FIVE FINGER DEATH PUNCH singer Ivan Moody opened up about his struggles with alcohol addiction in a new Instagram video where he answered a couple of fan-submitted questions regarding “The Tragic Truth” clip.
Moody‘s near-death experience was recounted in FIVE FINGER‘s music video for the song “The Tragic Truth” which was released last week to coincide with Ivan‘s 42nd birthday.
He now said: “The question that keeps coming up more often than not is about my death. First off, was it real? Yes. I tried to quit drinking by myself, on my own, for four days, and the fourth day my body shut down, I went into seizure and I died. I was handing my daughter a glass of water one second, and we’ll get into the next.
“Two, what did I see? Now, for you to hear this, for one you have to ask yourself, do you believe in life after death?. I myself grew up a skeptic — very science ridden. Half of my family was Christian and the other half was Catholic, so from the get-go I was confused, and I found holes in the system all the way through it. Organized religion was never something I really bought in to.
“Needless to say, rebel as I do, I went hunting for answers. Far and wide, theology became my thing. I studied everything from Buddhism to paganism, Wicca — which is still very close to my heart, as a lot of you know — and Satanism. No, not the stuff you see on TV — not sacrificing cats and enchantments and sh*t like that — the real work; the stuff that actually includes empathy. But that’s a whole another story; we won’t go there. Needless to say, it all became moot at one point when I died. It was nothing like anything that you think or that I thought for that matter or could have imagined. There was no light.”

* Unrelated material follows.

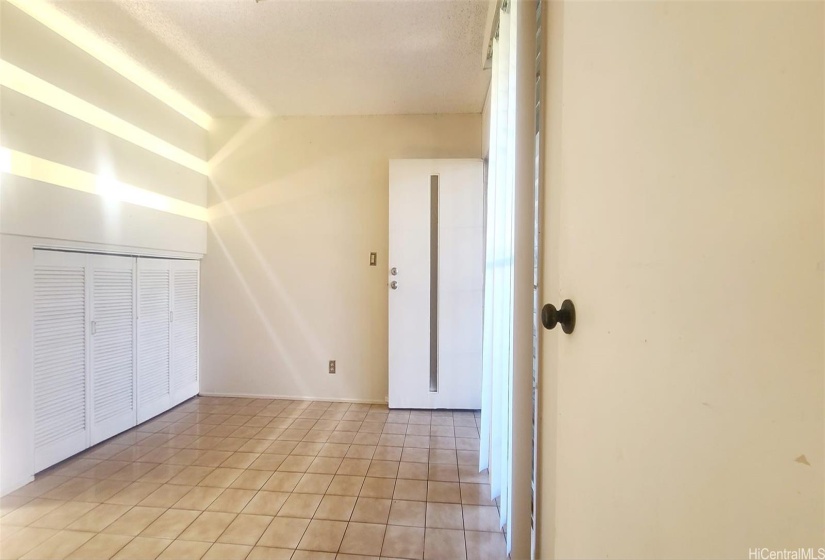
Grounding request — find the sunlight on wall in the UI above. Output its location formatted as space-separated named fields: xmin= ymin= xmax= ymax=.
xmin=0 ymin=60 xmax=209 ymax=175
xmin=0 ymin=148 xmax=207 ymax=222
xmin=8 ymin=0 xmax=212 ymax=129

“I told Zoltan [Bathory, FFDP guitarist] it was like becoming a part of the universal hum — complete peace,” he added. “It wasn’t cold; it wasn’t hot. There was no burden of any sort. And for a brief second, I was free. And all these memories, which is, I’m assuming, why people say your life goes flashing before your eyes, started flashing before my eyes. And I saw things from my infancy all the way up to that moment. And I remember thinking, ‘This is too good. And I’m not ready for this. I have more to do.’ And I’m not saying that; I truly remember thinking that. And out of the distance, I heard a voice, and it was my daughter, just like the video, when you see the hand come out and grab mine.

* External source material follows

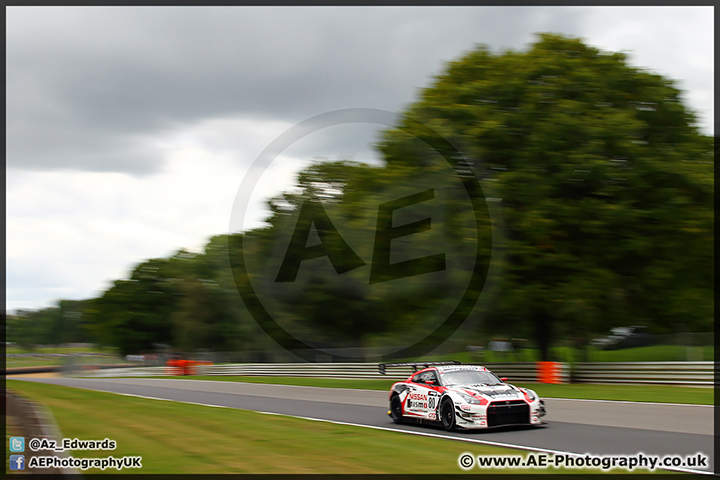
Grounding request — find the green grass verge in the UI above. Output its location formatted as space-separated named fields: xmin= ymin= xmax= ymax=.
xmin=163 ymin=375 xmax=714 ymax=405
xmin=7 ymin=380 xmax=624 ymax=474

“And I don’t know how to explain it, and believe me when I tell you this, I don’t think some things are meant to be explained, but my heart lit up, clenched — I could feel it — and I became mass again. And I [felt myself coming] right back into my body. Truth. And I opened my eyes, and it was wet. And I looked up and it was my daughter, holding my head [and] crying on my face. And above me were two EMTs with paddles. And I remember them asking me questions. And the very first words out of my mouth [were], ‘Please don’t tell the fans.’ Documented. My first concern was that I was going to let you down and my bandmates. Not the fact that my beautiful daughter was holding my head or that I was a f*cking drunk or I just had this disease and I couldn’t fight through it; none of it occurred to me. The only thing that mattered was that you and my bandmates still had faith in me, because music is all I have; it’s my whole connection to everything.”